Más que secuela, remake alternativa
Esta segunda entrega repite el patrón narrativo de la primera en su totalidad, de principio a fin, con las situaciones originales replicadas mediante la incorporación de nuevos gags y el reemplazo de objetos, animales y detalles físicos.
Los muchachos resacosos retornan, dos años más tarde, con un nuevo casamiento como excusa ideal para la joda y el reviente extremos. Esta vez el telón de fondo no es la ciudad de Las Vegas sino Bangkok, aunque el cambio de latitud y longitud no hace mella en las ganas de divertirse (y de encontrar diversión en el sufrimiento y la humillación autoinfligidas). De hecho, ¿Qué pasó ayer? Parte II repite el patrón narrativo de la primera entrega en su totalidad, de principio a fin, imponiéndose no tanto como una secuela sino más bien como una remake alternativa, en la cual las situaciones originales se replican con la incorporación de nuevos gags y el reemplazo de objetos, animales y detalles físicos.
Uno de los puntos fuertes del largometraje original de Todd Phillips era el efecto sorpresa, la imprevisibilidad absoluta con la cual se desarrollaban los acontecimientos. El escamoteo sistemático del flashback, la imposibilidad de ver realmente qué había ocurrido durante esa noche salvaje, reflejaba formalmente la amnesia de los protagonistas (hasta la secuencia final de fotografías, que presentaba una suerte de Grandes Hits para el recuerdo o el escarnio), al tiempo que dotaba al film de una estructura ingeniosa e hilarante. Una fracción importante de ello se ha perdido en esta segunda misión, porque las expectativas se ven puestas no tanto en la novedad sino en las posibles variaciones de la idea seminal. El film se saca de encima este problema al bromear con el tema de la repetición en los primeros minutos de proyección, casi como un guiño de autoconciencia algo cínico.
Más allá de estas salvedades, esta suerte de remix de ¿Qué pasó ayer? ofrece altas dosis de humor irreverente, de mal gusto, negro y por qué no de otros colores. Lejos del chiste de salón ATP, los excesos de todo tipo vuelven a ser el centro de irradiación humorístico a lo largo de sus más de 90 minutos. El trío central de treintañeros apendejados se mantiene, aunque algunas características presentes en la entrega original se potencian hasta el paroxismo.
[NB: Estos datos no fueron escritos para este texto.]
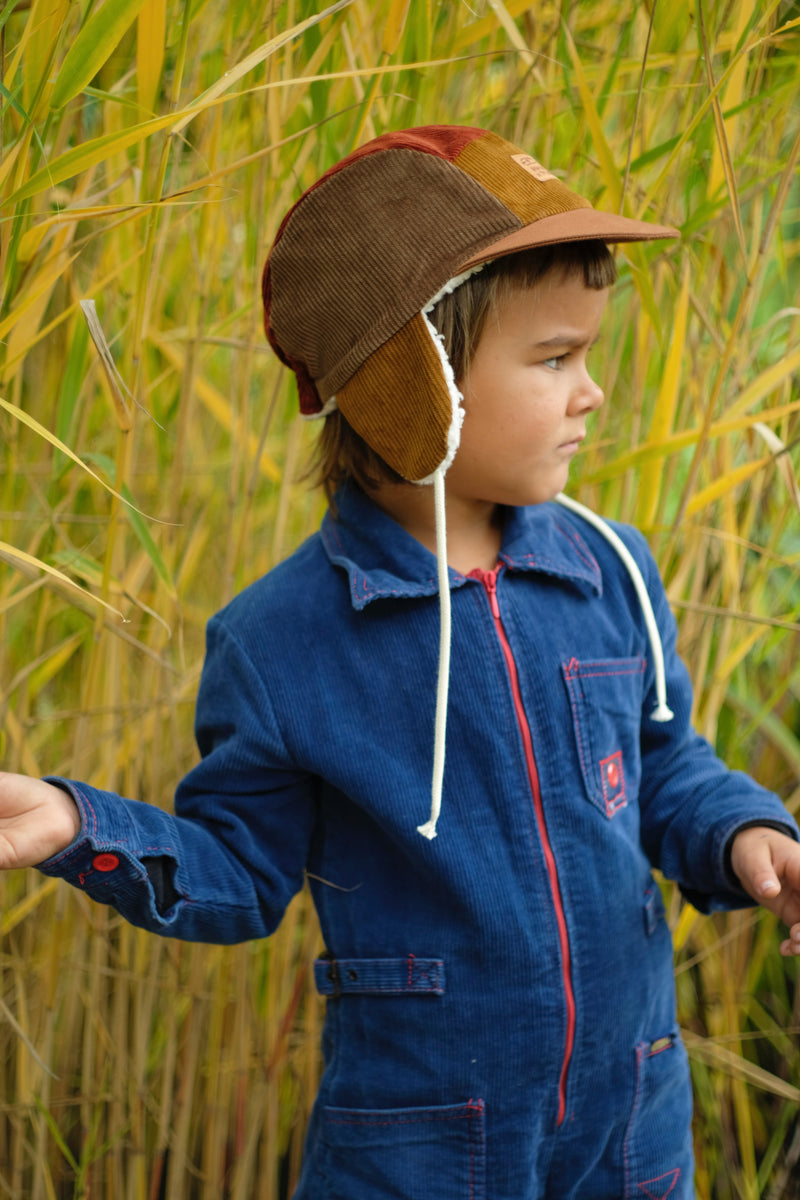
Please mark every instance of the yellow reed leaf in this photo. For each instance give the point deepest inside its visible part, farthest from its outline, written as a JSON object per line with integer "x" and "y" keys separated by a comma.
{"x": 53, "y": 664}
{"x": 151, "y": 35}
{"x": 40, "y": 287}
{"x": 220, "y": 408}
{"x": 32, "y": 424}
{"x": 663, "y": 413}
{"x": 19, "y": 559}
{"x": 726, "y": 484}
{"x": 116, "y": 384}
{"x": 782, "y": 460}
{"x": 252, "y": 60}
{"x": 739, "y": 653}
{"x": 734, "y": 95}
{"x": 17, "y": 913}
{"x": 479, "y": 29}
{"x": 395, "y": 25}
{"x": 685, "y": 924}
{"x": 86, "y": 155}
{"x": 512, "y": 33}
{"x": 608, "y": 168}
{"x": 92, "y": 47}
{"x": 44, "y": 24}
{"x": 767, "y": 382}
{"x": 732, "y": 1063}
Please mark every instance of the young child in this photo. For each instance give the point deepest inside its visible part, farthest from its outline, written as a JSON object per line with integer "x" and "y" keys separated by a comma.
{"x": 501, "y": 1015}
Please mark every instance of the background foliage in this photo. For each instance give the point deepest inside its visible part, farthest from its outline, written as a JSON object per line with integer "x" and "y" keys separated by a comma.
{"x": 149, "y": 150}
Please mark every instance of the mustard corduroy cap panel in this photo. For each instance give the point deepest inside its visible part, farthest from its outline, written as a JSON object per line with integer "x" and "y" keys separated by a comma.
{"x": 398, "y": 400}
{"x": 522, "y": 184}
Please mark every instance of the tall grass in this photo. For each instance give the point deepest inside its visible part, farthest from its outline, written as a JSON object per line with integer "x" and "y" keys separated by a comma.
{"x": 149, "y": 149}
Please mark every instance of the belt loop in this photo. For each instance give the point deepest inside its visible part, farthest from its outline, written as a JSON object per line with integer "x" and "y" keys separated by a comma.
{"x": 332, "y": 973}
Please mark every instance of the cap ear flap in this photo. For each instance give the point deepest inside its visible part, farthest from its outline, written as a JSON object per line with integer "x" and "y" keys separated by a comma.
{"x": 404, "y": 403}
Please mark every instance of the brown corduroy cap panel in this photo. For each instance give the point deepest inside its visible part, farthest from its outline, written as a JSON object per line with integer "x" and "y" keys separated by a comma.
{"x": 518, "y": 180}
{"x": 410, "y": 421}
{"x": 364, "y": 247}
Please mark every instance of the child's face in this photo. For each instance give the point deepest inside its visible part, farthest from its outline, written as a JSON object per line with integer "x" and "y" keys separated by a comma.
{"x": 528, "y": 394}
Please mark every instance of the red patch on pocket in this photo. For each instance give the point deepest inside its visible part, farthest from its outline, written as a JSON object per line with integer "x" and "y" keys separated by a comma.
{"x": 613, "y": 780}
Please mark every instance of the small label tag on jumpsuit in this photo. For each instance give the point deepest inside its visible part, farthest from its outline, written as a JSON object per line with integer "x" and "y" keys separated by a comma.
{"x": 534, "y": 168}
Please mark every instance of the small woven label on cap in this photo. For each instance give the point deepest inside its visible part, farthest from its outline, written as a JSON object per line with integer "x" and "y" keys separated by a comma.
{"x": 534, "y": 168}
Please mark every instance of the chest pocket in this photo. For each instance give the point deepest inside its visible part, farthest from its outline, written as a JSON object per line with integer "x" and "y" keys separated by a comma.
{"x": 606, "y": 700}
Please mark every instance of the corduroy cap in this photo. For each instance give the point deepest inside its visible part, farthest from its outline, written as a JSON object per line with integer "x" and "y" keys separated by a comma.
{"x": 373, "y": 241}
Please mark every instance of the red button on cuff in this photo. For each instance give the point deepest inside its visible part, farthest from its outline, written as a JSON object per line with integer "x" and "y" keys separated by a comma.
{"x": 104, "y": 862}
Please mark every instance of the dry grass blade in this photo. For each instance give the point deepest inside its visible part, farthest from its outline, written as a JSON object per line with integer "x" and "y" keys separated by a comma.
{"x": 162, "y": 1051}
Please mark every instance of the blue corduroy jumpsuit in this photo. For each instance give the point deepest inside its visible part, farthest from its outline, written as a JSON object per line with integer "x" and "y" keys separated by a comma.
{"x": 501, "y": 1017}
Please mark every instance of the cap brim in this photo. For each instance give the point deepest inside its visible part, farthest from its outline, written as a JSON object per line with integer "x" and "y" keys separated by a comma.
{"x": 578, "y": 225}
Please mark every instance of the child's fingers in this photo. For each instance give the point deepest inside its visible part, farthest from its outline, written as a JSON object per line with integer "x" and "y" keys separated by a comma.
{"x": 753, "y": 863}
{"x": 792, "y": 943}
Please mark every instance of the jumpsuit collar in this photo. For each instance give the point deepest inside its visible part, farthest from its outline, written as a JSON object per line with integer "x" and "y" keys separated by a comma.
{"x": 384, "y": 562}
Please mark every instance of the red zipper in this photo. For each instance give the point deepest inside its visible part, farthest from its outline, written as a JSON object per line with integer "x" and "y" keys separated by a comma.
{"x": 489, "y": 581}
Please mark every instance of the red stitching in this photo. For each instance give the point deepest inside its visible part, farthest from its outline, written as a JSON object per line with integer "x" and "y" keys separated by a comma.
{"x": 421, "y": 1120}
{"x": 630, "y": 1125}
{"x": 607, "y": 675}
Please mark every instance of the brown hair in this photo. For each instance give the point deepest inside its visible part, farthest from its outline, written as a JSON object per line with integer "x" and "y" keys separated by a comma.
{"x": 342, "y": 455}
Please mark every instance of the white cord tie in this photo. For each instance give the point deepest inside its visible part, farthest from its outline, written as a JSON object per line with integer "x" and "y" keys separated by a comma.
{"x": 440, "y": 727}
{"x": 662, "y": 711}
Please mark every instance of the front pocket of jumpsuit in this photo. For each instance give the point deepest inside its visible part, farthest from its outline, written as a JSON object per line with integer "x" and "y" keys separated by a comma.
{"x": 606, "y": 701}
{"x": 659, "y": 1159}
{"x": 404, "y": 1153}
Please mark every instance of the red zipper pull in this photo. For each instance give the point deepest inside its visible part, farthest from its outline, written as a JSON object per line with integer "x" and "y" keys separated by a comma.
{"x": 491, "y": 585}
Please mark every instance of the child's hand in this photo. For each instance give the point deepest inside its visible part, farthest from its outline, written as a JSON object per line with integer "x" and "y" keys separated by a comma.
{"x": 36, "y": 821}
{"x": 768, "y": 867}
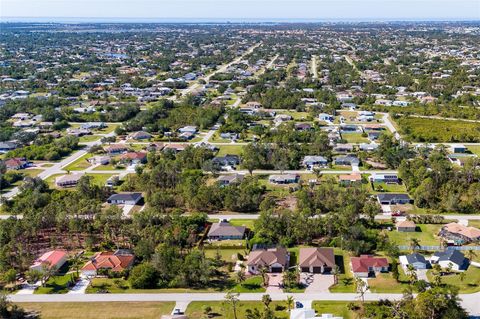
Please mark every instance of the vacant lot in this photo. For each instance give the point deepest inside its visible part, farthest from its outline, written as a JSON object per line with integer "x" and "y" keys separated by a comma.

En esta ocasión Stu, el dentista (Ed Helms), es el novio a desposarse y su proverbial pusilanimidad se exterioriza por momentos en gritos y muecas innecesarias. Alan (el increíble Zach Galifianakis) mantiene su hieratismo y es nuevamente –drogas de alto impacto mediante– el origen de todos los males. Finalmente, Phil (Bradley Cooper) sigue siendo el más cool del grupo, aunque en esta nueva aventura reciba varios golpes e incluso algún disparo de arma de fuego. Los tres funcionan, de alguna forma, como una versión aggiornada de Los tres chiflados; la comparación viene a cuento porque, entre juegos verbales y escatológicos, se cuela aquí y allá el viejo slapstick, el crudo juego de los golpes y los porrazos.
También regresa, en un rol extendido, Mr. Chow, y se agregan un mono traficante de drogas rolinga, un criminal de alcurnia interpretado por Paul Giamatti y toda una galería de secundarios que incluyen un travesti tailandés, mafiosos rusos y un monje anciano, además del hermano menor de la futura esposa, quien a poco de comenzada la resaca desaparece para no volver a ser visto... con excepción de su dedo amputado. En un cuarto de hotel de quinta categoría comienza la nueva búsqueda del integrante desaparecido, un intento por armar el puzzle a partir de pistas y datos aislados que sólo llevan a más confusión y nuevos dolores de cabeza, metafóricos y literales.
Suele decirse que el del humor es el más personal de los sentidos y es indudable que la acumulación de salvajadas y afrentas al “buen gusto” de ¿Qué pasó ayer? Parte II puede no conjurar la más universal de las comedias. Dicho lo cual, la película se convierte, para quien quiera verlo, en una celebración catártica, donde los valores de eso que se suele llamar normalidad se ven trastrocados, deformados, puestos patas para arriba. Si la historia termina nuevamente con un casamiento no es tanto para volver a un posible orden preestablecido sino (parecen decir el discurso final y esos trazos maoríes tatuados en el rostro en el fragor del tour fiestero) para hacer convivir de la mejor manera posible el ritmo cotidiano con una pizca de locura. Hay allí una diferencia sustancial con aquella Despedida de soltero de los años ’80 que, entre mulas drogadas y prostitutas de ocasión, mantenía impoluta la fidelidad de Tom Hanks. Al fin y al cabo, si Stu la pasó bomba con el travesti, como grafican las increíbles fotografías que vuelven a adornar los títulos de cierre, no hay pecado del cual arrepentirse.